By Lauren LeBrun, on November 4, 2016

Customs and traditions for celebrating Christmas in Europe

Christmas has always been my favorite time of the year. I love hanging ornaments on the tree, making colorful sugar cookies, sipping apple cider by the fire, and spending time with my family.

When I was younger, my brother and I had the tradition of running around our house 100 times before going to bed on Christmas Eve. I don’t remember how this got started, but my best guess is that our parents initiated it to tire us out. It worked every year!

This holiday season, my husband and I are backpacking in Europe, so I wanted to research how Christmas is celebrated across the pond (and how we can join in). Here are the customs and traditions that I discovered.

Christmas in Colmar, France
Christmas in Colmar, France


While children in the United States leave their stockings hanging above the fireplace, children in France leave their shoes on the hearth for Père Noël, or “Father Christmas.” On Christmas Eve, Père Noël makes his appearance and stuffs gifts into the children’s shoes while the families are at the evening Mass. On Christmas Day, well-behaved boys and girls search their shoes for presents and spend the day playing with them.

If you are planning on having Christmas in France, then check out the city of Colmar. Located in Alsace, this charming village is made up of pastel-colored, timber-framed buildings that date back to medieval times. The shops, restaurants, and Christmas markets are impressively decorated to celebrate the season. Every year, a children’s choir sings Christmas carols on decorated boats in the canal in the “Petite Venise” district of the city (Wednesday and Saturdays at 5:00 p.m.). It’s a magical sight that you won’t want to miss.

Prague during Christmas
Prague during Christmas

Czech Republic

Christmas in the Czech Republic is about more than just celebrating the current holiday season. It’s also about predicting what the new year will bring. On Christmas Eve, families take part in a variety of fortune-telling practices. For example, they slice open apples to determine their health. Star shaped cores predict good health, while square shared cores predict poor health. Families in the Czech Republic also float walnut shells, pour molten lead into water, and perform many other acts to to help determine the future in the coming year!
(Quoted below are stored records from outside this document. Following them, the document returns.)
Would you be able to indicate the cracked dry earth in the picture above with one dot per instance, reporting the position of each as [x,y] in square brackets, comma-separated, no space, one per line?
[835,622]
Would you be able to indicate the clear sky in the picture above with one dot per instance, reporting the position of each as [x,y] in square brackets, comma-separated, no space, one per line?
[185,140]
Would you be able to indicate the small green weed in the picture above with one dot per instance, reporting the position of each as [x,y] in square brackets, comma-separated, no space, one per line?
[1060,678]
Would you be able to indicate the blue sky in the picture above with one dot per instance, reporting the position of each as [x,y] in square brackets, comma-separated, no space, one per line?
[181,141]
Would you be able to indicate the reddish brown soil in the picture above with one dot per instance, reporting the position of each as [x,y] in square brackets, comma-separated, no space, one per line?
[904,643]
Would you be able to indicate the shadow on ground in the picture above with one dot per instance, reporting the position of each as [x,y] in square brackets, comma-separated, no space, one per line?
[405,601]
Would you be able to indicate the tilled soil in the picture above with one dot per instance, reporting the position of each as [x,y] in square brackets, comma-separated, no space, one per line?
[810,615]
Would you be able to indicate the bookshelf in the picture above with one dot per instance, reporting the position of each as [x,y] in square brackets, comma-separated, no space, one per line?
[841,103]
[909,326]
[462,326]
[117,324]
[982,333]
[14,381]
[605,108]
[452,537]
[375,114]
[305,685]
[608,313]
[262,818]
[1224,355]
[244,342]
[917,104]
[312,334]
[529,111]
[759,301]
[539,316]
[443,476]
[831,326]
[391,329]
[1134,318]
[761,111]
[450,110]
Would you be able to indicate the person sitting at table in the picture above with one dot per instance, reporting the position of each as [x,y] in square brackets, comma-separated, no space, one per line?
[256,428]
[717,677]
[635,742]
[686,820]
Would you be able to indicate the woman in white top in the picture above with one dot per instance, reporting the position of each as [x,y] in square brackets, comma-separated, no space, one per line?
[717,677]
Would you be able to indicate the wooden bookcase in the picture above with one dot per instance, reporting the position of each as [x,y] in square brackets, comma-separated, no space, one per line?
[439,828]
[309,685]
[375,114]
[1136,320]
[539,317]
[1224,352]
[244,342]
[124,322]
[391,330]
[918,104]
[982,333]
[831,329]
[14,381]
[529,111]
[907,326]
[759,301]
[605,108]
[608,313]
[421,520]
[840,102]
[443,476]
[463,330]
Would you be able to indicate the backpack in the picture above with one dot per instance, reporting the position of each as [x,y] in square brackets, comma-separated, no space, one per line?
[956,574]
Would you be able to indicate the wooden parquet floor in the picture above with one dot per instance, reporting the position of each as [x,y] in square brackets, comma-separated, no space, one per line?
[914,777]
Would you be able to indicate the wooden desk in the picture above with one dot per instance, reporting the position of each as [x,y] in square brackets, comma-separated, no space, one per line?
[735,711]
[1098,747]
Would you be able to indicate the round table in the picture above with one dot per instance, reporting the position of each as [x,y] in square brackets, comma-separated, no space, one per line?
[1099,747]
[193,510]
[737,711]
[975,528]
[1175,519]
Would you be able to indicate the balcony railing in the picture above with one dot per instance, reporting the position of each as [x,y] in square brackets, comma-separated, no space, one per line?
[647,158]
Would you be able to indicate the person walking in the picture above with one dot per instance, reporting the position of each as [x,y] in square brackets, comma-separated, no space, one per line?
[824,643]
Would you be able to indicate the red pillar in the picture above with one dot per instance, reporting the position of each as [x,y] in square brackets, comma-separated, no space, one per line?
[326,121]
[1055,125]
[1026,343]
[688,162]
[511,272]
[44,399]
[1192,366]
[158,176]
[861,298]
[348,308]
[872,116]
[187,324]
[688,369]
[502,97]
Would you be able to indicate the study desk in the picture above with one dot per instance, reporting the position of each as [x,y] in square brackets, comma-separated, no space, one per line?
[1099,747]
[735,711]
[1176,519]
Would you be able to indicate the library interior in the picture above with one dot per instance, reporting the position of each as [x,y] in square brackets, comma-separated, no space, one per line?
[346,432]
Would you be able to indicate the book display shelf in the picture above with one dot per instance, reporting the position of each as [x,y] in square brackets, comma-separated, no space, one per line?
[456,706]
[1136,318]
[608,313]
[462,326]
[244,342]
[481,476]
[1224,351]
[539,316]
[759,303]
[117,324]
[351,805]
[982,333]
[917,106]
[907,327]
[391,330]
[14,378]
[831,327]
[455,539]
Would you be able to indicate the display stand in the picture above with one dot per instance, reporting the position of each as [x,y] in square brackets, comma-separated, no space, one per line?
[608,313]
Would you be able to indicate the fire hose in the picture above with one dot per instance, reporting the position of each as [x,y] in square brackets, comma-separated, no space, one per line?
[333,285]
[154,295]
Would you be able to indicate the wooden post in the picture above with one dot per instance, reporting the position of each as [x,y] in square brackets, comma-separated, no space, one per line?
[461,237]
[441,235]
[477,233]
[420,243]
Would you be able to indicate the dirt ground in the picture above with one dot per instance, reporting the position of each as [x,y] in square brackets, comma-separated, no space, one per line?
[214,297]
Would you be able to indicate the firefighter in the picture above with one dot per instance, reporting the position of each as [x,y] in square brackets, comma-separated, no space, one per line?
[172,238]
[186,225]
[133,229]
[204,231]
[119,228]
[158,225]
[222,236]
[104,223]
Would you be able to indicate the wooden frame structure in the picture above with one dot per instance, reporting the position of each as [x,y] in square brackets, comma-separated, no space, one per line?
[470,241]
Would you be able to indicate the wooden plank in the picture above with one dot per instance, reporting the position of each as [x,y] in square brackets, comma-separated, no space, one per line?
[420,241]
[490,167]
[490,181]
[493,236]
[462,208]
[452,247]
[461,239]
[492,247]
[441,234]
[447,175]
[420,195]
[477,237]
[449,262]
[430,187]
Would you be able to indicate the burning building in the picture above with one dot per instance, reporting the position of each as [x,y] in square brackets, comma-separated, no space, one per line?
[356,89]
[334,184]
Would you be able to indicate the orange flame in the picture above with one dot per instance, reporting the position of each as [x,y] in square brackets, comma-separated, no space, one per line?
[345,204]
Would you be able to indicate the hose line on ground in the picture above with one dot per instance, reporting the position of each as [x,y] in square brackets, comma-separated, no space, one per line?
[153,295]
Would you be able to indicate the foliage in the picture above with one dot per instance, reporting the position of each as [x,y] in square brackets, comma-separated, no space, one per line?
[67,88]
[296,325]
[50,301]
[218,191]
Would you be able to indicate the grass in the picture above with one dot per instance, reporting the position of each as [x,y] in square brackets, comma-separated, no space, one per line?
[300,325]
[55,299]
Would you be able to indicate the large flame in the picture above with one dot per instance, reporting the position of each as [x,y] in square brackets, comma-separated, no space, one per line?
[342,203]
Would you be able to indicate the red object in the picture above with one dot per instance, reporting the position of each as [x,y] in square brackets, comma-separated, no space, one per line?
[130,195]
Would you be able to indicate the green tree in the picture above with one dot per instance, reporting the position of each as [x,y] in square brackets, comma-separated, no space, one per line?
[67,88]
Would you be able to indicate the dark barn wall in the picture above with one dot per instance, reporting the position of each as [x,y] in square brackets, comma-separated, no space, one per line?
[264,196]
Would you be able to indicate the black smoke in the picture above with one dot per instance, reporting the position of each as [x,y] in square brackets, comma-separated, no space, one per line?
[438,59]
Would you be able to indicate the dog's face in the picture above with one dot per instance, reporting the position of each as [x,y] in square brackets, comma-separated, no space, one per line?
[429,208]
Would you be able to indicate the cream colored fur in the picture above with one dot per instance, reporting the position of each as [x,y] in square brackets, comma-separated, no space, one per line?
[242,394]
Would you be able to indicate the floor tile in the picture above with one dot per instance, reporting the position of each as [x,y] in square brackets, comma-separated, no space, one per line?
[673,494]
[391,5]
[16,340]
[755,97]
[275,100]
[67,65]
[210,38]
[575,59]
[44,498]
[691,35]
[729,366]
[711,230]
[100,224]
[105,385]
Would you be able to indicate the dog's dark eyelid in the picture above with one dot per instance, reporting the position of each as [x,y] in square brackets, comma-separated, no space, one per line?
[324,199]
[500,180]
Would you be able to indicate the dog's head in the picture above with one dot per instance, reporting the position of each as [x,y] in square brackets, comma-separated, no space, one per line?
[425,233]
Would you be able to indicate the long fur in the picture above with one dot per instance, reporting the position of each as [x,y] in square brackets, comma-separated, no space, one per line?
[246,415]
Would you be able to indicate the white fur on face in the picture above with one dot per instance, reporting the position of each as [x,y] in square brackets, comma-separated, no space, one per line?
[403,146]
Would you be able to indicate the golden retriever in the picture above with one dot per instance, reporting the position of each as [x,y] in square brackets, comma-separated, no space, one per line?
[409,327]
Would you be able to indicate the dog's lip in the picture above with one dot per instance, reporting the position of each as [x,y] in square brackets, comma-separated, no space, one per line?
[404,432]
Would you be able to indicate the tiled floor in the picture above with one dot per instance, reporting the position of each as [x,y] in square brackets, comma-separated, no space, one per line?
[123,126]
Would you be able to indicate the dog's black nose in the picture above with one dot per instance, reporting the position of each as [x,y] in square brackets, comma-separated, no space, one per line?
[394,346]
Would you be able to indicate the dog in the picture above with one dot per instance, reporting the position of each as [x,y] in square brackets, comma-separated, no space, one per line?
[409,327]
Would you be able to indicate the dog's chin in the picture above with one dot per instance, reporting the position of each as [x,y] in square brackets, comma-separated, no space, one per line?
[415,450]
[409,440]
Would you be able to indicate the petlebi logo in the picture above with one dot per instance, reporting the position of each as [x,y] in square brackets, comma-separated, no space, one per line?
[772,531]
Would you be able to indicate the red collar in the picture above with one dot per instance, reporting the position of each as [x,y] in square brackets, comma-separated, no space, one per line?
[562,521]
If you are planning a trip to the Czech Republic during Christmas, then make sure you spend some time in Prague. The city hosts a variety of festive activities in the Old Town Square. Head down to the “Center of Christmas” and explore the Christmas market stalls that sell food, drinks, and holiday gifts. Don’t forget to take a moment to admire the giant, ornately-decorated Christmas tree thats in the center of the square.

Ice skating in Brussels
Ice skating in Brussels


Children in Belgium start the Christmas season earlier than others. Sinterklaas or “Saint Nicholas” delivers presents on December 6, which is the feast day of the Saint. However that doesn’t mean the Christmas season is over. Children also receive a second delivery of gifts under their trees by Santa Claus on Christmas Eve. Lucky them!

If you are planning a trip to Belgium for Christmas, then carve out some time to see Brussels. The city hosts an event called Winter Wonders at the Grand-Place. The event has become extremely popular with the locals and it lasts for five weeks from November 25 until New Year’s Day. It’s very family friendly with a ferris wheel, merry-go-round, ice skating rink, and of course, a Christmas market! The evening gets extra festive with a light show by the massive Christmas tree.

Christmas market in Nuremberg
Christmas market in Nuremberg


Although decorating Christmas trees is a worldwide tradition, Germany can take credit for its origin. Bakers in the town of Freiburg setup the first known Christmas tree, or “Tannenbaum,” in 1419. The bakers decorated the tree with sweets, fruits, and baked goods. It became a tradition for children to remove the treats on New Year’s Day. In today’s world, families in Germany continue to decorate their trees with sweets, tinsel, and real wick candles. Parents place gifts for the children beneath the evergreen bows. While the children open their gifts at Christmas, they still have to wait until New Year’s to eat the sweets that decorated the tree!

If you are considering Christmas in Germany, then plan a trip to Nuremberg. Christmas is king at the Christkindlesmarkt (another Christmas market!) which dates back to 1628. You can feel the holiday spirit in the air, smell the aromas of baked goods, and taste the most delicious spiced mulled wine. Apart from browsing the market for gifts, try the famous Nuremberg gingerbread, or “Lebkuchen.” The city is world-famous for these soft, tasty treats. Try the ones dipped in chocolate! You can also taste the equally popular fire-roasted bratwurst sausages. Yum!

Christmas in Europe is a special time. Each country has their own way of celebrating, so the season is fresh and exciting wherever you go. Why not mix things up this year and discover new holiday traditions around the world?

Where do you want to experience new Christmas traditions?